I'm guessing this has little effect on anybody.  After three years, I think people are pretty well set on who they'll vote for this November.  To be blunt, when have most Americans cared about dead or maimed US soldiers anyhow?  At least ones not in their immediate family?

Wednesday, June 24, 2020

Exceptionalism


Elephant Gym, "Finger" live

Here's some Taiwanese math rock for you.

Meanwhile, a literal plague is engulfing America because Freedom-Loving Patriots can't be bothered to wear a fucking mask when they go out to buy cheeseburgers and cheap shit made in China.

"gangsters have never caused any racket or trouble in the hospital"

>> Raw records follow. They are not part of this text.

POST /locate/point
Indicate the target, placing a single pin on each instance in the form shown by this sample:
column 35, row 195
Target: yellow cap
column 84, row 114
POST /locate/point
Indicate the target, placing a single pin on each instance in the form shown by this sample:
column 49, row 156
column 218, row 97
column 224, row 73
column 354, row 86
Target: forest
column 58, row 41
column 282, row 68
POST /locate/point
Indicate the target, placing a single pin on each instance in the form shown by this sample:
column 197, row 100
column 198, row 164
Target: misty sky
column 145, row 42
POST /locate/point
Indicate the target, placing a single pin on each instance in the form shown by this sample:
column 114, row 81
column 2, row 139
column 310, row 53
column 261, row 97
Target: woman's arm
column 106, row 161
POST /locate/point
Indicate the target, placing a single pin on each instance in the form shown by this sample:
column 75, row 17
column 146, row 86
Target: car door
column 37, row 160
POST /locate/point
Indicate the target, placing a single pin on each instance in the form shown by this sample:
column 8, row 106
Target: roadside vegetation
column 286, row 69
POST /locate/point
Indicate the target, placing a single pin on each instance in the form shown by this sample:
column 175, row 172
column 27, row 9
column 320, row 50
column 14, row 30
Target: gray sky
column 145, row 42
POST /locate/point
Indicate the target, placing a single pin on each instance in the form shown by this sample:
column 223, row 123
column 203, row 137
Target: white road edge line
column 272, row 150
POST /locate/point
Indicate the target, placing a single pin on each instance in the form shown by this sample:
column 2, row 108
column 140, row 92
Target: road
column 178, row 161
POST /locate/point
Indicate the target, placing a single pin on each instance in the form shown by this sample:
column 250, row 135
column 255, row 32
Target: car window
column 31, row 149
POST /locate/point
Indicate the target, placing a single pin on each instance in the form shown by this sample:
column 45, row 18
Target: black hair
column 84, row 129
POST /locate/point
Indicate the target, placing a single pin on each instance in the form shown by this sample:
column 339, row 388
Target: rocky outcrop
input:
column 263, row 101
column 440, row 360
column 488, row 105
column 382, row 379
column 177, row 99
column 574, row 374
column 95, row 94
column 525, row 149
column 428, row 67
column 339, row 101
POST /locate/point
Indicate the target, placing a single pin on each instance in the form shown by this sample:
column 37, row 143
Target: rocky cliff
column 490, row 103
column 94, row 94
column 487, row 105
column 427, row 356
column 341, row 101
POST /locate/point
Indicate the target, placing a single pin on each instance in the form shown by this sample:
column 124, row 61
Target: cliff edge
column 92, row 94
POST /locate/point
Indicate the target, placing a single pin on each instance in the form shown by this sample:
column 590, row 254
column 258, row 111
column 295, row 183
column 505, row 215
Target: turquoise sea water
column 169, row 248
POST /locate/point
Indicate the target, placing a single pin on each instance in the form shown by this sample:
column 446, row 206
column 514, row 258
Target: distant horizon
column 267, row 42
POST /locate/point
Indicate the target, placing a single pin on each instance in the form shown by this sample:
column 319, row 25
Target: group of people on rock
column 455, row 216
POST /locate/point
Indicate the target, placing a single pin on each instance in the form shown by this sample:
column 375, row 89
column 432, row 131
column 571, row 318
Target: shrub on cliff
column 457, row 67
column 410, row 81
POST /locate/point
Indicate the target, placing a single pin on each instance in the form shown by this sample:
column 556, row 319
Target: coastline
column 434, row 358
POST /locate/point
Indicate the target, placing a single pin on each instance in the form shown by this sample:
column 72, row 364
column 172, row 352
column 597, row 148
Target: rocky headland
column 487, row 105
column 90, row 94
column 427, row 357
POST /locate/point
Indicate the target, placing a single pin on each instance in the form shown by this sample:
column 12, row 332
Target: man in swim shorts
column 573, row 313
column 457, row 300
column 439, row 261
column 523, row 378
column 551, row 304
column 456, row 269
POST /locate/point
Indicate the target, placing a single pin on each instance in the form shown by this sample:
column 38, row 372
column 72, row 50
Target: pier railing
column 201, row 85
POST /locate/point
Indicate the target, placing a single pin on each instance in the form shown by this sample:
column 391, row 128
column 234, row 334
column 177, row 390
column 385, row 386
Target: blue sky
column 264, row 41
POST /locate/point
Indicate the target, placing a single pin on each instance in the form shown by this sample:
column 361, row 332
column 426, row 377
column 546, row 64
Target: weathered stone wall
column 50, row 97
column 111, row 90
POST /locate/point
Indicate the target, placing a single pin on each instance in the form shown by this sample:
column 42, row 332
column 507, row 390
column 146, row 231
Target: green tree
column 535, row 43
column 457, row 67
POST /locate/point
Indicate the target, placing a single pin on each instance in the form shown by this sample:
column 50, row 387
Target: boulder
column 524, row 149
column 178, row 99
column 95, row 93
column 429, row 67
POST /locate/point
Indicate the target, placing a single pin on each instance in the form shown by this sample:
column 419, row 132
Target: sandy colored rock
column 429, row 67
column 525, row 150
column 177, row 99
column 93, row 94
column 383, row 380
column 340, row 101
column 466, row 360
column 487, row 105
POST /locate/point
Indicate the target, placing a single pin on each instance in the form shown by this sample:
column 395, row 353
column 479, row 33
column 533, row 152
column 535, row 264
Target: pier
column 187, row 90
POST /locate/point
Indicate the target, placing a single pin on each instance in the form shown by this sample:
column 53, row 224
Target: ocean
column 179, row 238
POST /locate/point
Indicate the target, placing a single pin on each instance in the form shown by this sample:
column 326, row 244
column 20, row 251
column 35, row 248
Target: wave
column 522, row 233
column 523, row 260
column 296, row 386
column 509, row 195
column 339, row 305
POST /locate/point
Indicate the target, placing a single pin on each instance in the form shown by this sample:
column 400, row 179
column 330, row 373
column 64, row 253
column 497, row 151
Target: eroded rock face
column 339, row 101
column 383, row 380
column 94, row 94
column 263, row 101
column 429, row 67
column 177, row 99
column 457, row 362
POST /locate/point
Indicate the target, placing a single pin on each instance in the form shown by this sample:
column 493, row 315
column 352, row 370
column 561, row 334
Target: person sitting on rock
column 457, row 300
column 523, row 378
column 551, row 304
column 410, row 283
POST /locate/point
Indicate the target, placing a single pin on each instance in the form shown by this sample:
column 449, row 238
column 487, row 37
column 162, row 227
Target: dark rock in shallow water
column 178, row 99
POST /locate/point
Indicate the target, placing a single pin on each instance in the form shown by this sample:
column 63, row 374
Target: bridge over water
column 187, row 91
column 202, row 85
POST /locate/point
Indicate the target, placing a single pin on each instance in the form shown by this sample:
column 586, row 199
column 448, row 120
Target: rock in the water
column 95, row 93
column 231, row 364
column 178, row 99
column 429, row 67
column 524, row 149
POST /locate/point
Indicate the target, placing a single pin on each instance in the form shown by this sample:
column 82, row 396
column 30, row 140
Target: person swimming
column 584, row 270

Tattoos are fairly verboten in South Korea, as they connote criminal activity.  Times are changing however, and Western influences are always on the rise.  Enter Dr. Cho, a plastic surgeon who know offers tattoo services (including tattoo removal):
"It has been changing for the better. But it’s still too early to say that tattoos are being positively accepted by this society. The mainstream still feels negative toward tattoos — a lot of people don’t understand why people get tattoos. But there is no right or wrong here. Tattoos definitely don’t inflict harm on others. It’s different than smoking. What’s on my body may disgust others, but that’s their problem.
It was interesting when I first started business in tattoo. I mean, it wasn’t exactly a pretty picture when a man who looked like he belonged in a gangster mob and a woman getting double-eyelid surgery were sitting next to each other in the waiting room. And the nurses were intimidated [by such clients] too. But such gangsters have never caused any racket or trouble in the hospital.
After about a decade in this business, a lot of other doctors were beginning to understand what I do. I don’t only draw dragons. I also do medical tattoos, such as evening out the skin tone of patients with vitiligo."
I've defnitely seen a surge in the popularity of ink over the past ten years among my students.  A lot of them go with small, hard-to-notice ones, but no small number (especially men) are going for full sleeves and such.

Sunday, June 21, 2020

"I wanted to see the world / Then I flew over the ocean / And I changed my mind"


Phoebe Bridgers, "Kyoto"

I spoke with my Dad last night for Father's Day (Sunday morning, his time).  My sister is out visiting him right now, which is a treat for him and also a reassurance.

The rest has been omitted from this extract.